Deng Xiao Ping brought many revolutionary reforms. Many of them were of a deviant nature from the Socialist Principles. He made Party control very strong. He brought in a Socialist market system. In 1978 the Party declared its four reformist goals, known as four modernizations. They were developments in science, industry, agriculture, and defence. He allowed debates that did not question party lines.
In the new free atmosphere, new ideas developed. On 5 December 1978, there was a wall writing declaring the fifth modernization. It declared that without democracy all other modernizations were useless. It also criticized the Communist Party for not solving the problem of poverty and for not ending sexual exploitation. But all the demands were suppressed. In 1989 more intellectuals in China demanded
greater democracy. It demanded the ending of unchanging ideologies. In 1989 students protested in the Tiananmen Square in Beijing. The protests were cruelly put down by the army and many students died. This incident was condemned by the whole world.

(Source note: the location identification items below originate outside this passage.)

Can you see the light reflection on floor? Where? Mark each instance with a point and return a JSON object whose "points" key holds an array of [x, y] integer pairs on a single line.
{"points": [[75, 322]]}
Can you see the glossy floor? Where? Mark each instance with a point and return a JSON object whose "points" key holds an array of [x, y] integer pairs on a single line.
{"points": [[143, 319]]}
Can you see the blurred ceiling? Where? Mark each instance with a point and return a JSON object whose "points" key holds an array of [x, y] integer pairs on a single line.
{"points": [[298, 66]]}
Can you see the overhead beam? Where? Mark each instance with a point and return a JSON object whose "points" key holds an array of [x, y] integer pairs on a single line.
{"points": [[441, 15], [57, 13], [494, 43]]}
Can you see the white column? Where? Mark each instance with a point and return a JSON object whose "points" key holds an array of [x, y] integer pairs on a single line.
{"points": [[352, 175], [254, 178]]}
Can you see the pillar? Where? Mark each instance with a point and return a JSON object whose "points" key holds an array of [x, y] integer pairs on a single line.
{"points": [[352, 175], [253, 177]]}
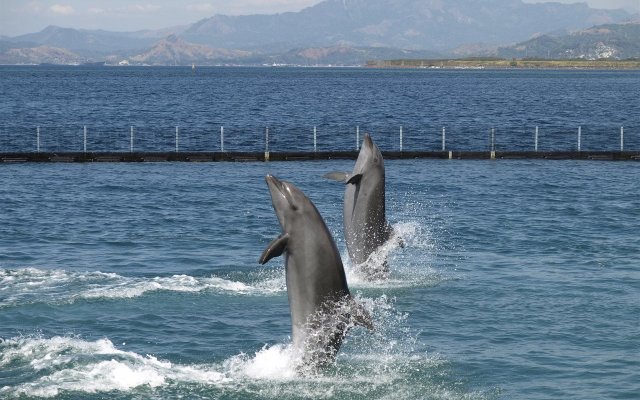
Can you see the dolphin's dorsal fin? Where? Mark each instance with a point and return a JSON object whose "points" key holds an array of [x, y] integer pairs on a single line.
{"points": [[390, 232], [338, 176], [354, 179], [275, 248], [360, 315]]}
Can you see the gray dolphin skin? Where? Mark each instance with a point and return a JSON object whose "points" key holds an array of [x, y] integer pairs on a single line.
{"points": [[321, 306], [365, 223]]}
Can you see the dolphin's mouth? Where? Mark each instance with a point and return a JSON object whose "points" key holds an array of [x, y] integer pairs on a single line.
{"points": [[368, 142]]}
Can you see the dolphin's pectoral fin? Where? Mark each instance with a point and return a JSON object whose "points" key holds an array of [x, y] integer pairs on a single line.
{"points": [[275, 248], [337, 176], [355, 179], [360, 315]]}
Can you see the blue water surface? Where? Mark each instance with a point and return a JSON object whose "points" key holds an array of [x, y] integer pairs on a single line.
{"points": [[519, 279], [170, 108]]}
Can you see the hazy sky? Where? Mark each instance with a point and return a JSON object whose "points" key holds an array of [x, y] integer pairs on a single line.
{"points": [[26, 16]]}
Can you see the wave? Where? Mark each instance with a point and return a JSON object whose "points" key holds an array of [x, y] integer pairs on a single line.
{"points": [[410, 267], [32, 285], [382, 364]]}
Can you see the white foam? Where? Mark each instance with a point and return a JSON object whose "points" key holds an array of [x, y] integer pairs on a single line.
{"points": [[384, 363], [92, 366], [30, 285], [411, 242]]}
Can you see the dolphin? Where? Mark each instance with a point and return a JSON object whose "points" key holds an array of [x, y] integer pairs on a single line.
{"points": [[365, 223], [321, 306]]}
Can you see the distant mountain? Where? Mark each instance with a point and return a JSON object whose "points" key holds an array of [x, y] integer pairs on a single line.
{"points": [[39, 55], [406, 24], [331, 32], [91, 42], [343, 55], [617, 41], [175, 51]]}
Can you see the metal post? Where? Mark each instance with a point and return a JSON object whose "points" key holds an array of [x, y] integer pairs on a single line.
{"points": [[579, 138], [493, 139], [222, 139], [493, 143], [266, 144]]}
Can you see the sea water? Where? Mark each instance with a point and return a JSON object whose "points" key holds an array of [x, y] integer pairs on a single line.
{"points": [[169, 109], [518, 279]]}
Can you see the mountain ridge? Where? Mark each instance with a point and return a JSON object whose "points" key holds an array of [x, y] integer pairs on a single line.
{"points": [[354, 28]]}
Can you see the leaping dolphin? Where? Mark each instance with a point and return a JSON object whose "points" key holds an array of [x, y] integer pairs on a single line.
{"points": [[322, 309], [365, 223]]}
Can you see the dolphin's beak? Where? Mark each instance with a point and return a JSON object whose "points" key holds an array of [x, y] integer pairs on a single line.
{"points": [[273, 183], [279, 191], [368, 143]]}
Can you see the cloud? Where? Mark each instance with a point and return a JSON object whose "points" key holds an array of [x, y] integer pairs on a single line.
{"points": [[62, 9], [96, 11], [144, 8], [202, 7]]}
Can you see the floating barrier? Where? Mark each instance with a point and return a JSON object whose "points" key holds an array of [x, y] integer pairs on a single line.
{"points": [[80, 157], [287, 144]]}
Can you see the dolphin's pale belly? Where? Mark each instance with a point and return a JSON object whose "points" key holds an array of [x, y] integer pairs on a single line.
{"points": [[365, 225], [316, 326]]}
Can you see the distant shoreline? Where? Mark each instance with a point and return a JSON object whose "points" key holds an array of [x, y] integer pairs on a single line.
{"points": [[446, 64], [489, 63]]}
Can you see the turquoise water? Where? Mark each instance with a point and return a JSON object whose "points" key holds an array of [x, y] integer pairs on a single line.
{"points": [[519, 279]]}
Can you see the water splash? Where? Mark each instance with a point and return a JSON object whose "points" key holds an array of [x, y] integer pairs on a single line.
{"points": [[387, 363], [411, 242], [32, 285]]}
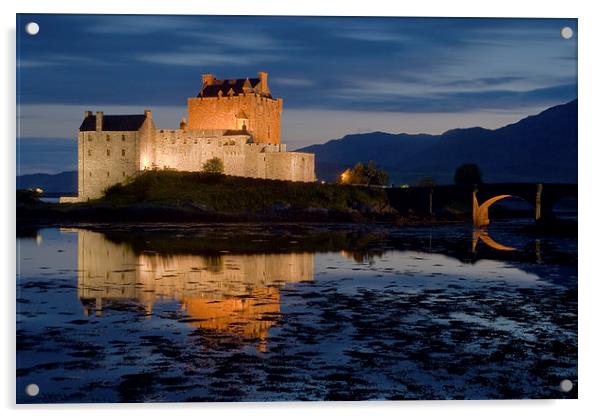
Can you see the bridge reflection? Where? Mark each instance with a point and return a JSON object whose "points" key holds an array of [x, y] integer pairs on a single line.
{"points": [[430, 200]]}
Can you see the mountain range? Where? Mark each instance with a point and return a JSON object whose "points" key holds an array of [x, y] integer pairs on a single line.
{"points": [[539, 148]]}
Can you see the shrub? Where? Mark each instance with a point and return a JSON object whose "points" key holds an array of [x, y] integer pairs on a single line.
{"points": [[213, 166]]}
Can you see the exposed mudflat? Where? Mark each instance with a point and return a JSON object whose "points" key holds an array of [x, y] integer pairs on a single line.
{"points": [[380, 313]]}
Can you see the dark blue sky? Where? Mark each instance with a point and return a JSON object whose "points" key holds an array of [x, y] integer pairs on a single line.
{"points": [[336, 75]]}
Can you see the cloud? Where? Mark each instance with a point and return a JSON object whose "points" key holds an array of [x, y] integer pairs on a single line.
{"points": [[296, 82], [135, 25]]}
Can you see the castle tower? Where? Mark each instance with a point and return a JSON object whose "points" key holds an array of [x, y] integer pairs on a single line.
{"points": [[220, 104]]}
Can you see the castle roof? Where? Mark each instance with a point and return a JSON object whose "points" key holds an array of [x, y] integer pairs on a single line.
{"points": [[237, 86], [114, 123]]}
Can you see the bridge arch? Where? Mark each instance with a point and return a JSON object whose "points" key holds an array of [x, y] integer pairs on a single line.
{"points": [[480, 212]]}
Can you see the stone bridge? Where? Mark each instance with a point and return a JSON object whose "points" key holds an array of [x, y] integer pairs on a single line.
{"points": [[428, 200]]}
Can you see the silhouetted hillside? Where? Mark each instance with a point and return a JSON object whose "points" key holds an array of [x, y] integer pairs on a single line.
{"points": [[538, 148], [65, 182]]}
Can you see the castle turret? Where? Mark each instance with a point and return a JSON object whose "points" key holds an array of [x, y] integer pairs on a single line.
{"points": [[208, 79], [99, 117], [263, 83]]}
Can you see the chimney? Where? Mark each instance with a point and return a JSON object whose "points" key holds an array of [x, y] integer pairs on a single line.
{"points": [[99, 121], [208, 79], [263, 80]]}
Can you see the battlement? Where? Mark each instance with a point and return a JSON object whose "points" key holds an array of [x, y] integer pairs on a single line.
{"points": [[237, 121]]}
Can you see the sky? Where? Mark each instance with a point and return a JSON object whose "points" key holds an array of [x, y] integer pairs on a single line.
{"points": [[336, 75]]}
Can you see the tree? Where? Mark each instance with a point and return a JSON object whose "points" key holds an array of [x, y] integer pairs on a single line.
{"points": [[213, 166], [368, 174], [426, 181], [468, 174]]}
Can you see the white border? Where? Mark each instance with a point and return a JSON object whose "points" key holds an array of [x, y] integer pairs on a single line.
{"points": [[590, 140]]}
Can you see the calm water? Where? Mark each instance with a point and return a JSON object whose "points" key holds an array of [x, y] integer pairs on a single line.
{"points": [[256, 313]]}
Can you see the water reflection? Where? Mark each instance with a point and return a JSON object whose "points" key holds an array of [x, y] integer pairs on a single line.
{"points": [[222, 292], [258, 313], [480, 234]]}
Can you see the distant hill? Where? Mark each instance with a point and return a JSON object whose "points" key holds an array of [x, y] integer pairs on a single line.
{"points": [[65, 182], [540, 148]]}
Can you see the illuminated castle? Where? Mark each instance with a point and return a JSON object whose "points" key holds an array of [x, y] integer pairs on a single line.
{"points": [[237, 121]]}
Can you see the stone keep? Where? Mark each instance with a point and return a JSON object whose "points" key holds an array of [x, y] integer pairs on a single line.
{"points": [[237, 121]]}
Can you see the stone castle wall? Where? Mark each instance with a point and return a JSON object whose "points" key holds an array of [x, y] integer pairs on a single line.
{"points": [[263, 115], [106, 158]]}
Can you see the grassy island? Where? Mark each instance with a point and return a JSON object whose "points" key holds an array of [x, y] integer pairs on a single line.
{"points": [[190, 196]]}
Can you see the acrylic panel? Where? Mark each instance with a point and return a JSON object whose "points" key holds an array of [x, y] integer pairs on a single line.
{"points": [[286, 208]]}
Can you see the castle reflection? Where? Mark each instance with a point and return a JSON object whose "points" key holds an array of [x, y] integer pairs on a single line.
{"points": [[221, 292]]}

There were debates about the development of China after the reform period.
There are three distinct views.
1. The first view was that through strict political control, economic liberalization and cooperation with the global market, development was possible. The Party supported this view.
2. Many questioned the stress on the market. Critics pointed out that inequalities among social classes and regions and gender inequality would cause conflicts in the society.
3. There was also a view that the ideas of Confucianism should be revived. They argued it was possible to build a new society by using their own traditions and without borrowing ideas from Western models.